`parseVEP` crashes when reading extremely large files

uclahs-cds / package-moPepGen

Multi-Omics Peptide Generator

https://uclahs-cds.github.io/package-moPepGen/

GNU General Public License v2.0

6 stars 1 forks source link

`parseVEP` crashes when reading extremely large files #683

Open lydiayliu opened 1 year ago

lydiayliu commented 1 year ago

I tried to parseVEP a 800M tsv from all of mouse dbSNP, here: /hot/project/method/AlgorithmDevelopment/ALGO-000074-moPepGen/Giansanti_Mouse/processed_data/mpg_snp_indel/VEP/dbSNP150_GCF_000001635.24-All.tsv.gz

parseVEP was Killed and I assume that it is because it tried to read in the entire file as the first step.
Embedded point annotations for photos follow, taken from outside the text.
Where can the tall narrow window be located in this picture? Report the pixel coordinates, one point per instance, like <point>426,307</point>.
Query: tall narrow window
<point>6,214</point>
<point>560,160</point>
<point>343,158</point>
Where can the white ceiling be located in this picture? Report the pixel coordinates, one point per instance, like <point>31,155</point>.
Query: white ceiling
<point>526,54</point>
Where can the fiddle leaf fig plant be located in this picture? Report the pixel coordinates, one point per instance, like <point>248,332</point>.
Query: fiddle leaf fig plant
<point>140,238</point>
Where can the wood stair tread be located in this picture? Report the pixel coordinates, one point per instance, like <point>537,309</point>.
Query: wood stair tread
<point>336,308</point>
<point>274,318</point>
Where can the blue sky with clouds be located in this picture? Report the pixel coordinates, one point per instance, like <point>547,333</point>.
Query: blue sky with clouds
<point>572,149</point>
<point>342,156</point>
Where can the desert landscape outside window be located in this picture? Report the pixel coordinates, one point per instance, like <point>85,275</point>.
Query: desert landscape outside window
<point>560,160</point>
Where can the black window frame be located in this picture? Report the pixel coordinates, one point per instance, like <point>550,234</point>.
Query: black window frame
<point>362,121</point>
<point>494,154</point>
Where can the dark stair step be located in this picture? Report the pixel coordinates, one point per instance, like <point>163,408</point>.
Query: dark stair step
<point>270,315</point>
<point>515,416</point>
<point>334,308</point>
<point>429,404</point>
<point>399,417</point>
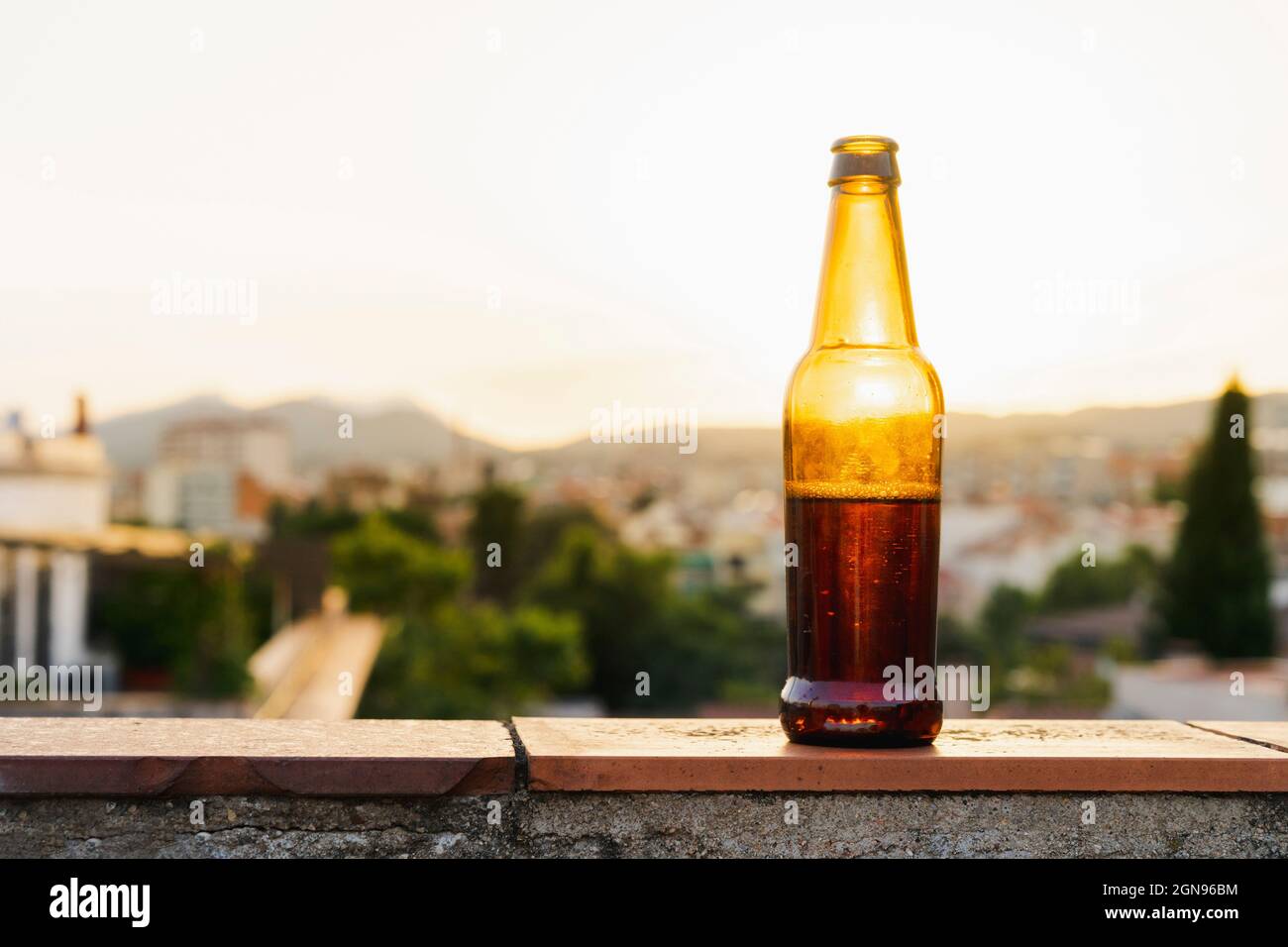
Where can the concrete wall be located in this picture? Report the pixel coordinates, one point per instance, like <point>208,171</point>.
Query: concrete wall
<point>656,825</point>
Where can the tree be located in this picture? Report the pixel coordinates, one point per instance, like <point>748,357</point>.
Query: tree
<point>694,647</point>
<point>443,657</point>
<point>390,573</point>
<point>1073,585</point>
<point>494,539</point>
<point>189,624</point>
<point>473,661</point>
<point>1215,590</point>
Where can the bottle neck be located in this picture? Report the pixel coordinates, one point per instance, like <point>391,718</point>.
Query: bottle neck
<point>863,292</point>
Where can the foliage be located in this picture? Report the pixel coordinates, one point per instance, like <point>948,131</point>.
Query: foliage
<point>1073,585</point>
<point>473,660</point>
<point>192,622</point>
<point>446,657</point>
<point>1215,590</point>
<point>387,571</point>
<point>694,647</point>
<point>498,518</point>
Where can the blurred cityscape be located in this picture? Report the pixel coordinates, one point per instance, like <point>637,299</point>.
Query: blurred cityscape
<point>308,560</point>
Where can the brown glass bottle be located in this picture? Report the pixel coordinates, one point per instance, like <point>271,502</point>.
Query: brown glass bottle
<point>862,438</point>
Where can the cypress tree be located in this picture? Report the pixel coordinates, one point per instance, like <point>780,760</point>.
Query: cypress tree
<point>1216,587</point>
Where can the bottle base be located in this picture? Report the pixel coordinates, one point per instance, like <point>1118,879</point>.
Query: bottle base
<point>857,722</point>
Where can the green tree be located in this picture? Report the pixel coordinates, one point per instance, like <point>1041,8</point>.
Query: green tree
<point>1215,590</point>
<point>1001,624</point>
<point>443,657</point>
<point>694,647</point>
<point>1113,581</point>
<point>191,624</point>
<point>498,518</point>
<point>389,573</point>
<point>473,661</point>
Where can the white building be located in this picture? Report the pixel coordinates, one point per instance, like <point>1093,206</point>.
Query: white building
<point>218,474</point>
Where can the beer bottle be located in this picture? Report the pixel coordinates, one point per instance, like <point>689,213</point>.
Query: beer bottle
<point>862,437</point>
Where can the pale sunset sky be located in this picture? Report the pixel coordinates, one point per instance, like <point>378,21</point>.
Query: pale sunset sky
<point>515,213</point>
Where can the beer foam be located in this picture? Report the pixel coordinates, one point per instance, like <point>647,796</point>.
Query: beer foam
<point>861,489</point>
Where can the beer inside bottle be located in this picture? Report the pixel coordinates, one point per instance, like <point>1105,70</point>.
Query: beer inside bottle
<point>862,438</point>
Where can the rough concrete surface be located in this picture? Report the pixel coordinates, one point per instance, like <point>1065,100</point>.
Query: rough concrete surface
<point>656,825</point>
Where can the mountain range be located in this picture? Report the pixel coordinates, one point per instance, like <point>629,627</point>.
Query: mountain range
<point>402,432</point>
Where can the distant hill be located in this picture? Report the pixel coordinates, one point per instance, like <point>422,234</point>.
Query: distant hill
<point>395,432</point>
<point>391,432</point>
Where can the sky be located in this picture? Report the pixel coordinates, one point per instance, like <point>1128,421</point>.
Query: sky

This is probably unnecessary for parsing and could be switched to reading the file line by line?

zhuchcn commented 8 months ago

parseVEP does read and process records line by line, but the issue is they are not writen until the very end. And the only reason for this is variants are sorted before writing to disk. But the sorting is done at the transcript level, and the input VCF to VEP is always sorted which means records that are mapped to the same gene are always next to each other. So we can actually write records to GVF once the current transcript ID or gene ID is changed.

update: turns out that this is not the case, particularly when the same position can be mapped to multiple genes. Maybe we can sort the VEP file based on gene ID before parsing.

lydiayliu commented 8 months ago

Ahh got it. How bad is it for parseVEP to write a gvf that is not sorted?

zhuchcn commented 8 months ago

There doesn't seem to be an out-of-box solution to sort a very large file in an on-disk manner in Python. A possible solution is splitting the file into chunks, sorting each trunk, and then merge each chunk. The easiest solution still seems to be the GNU sort. We could implement a sorted VEP parser, that handles the VEP file when it's already sorted. We can add a flag such as --sorted to use this behavior, and if not specified, use the original parser that writes all results at the end.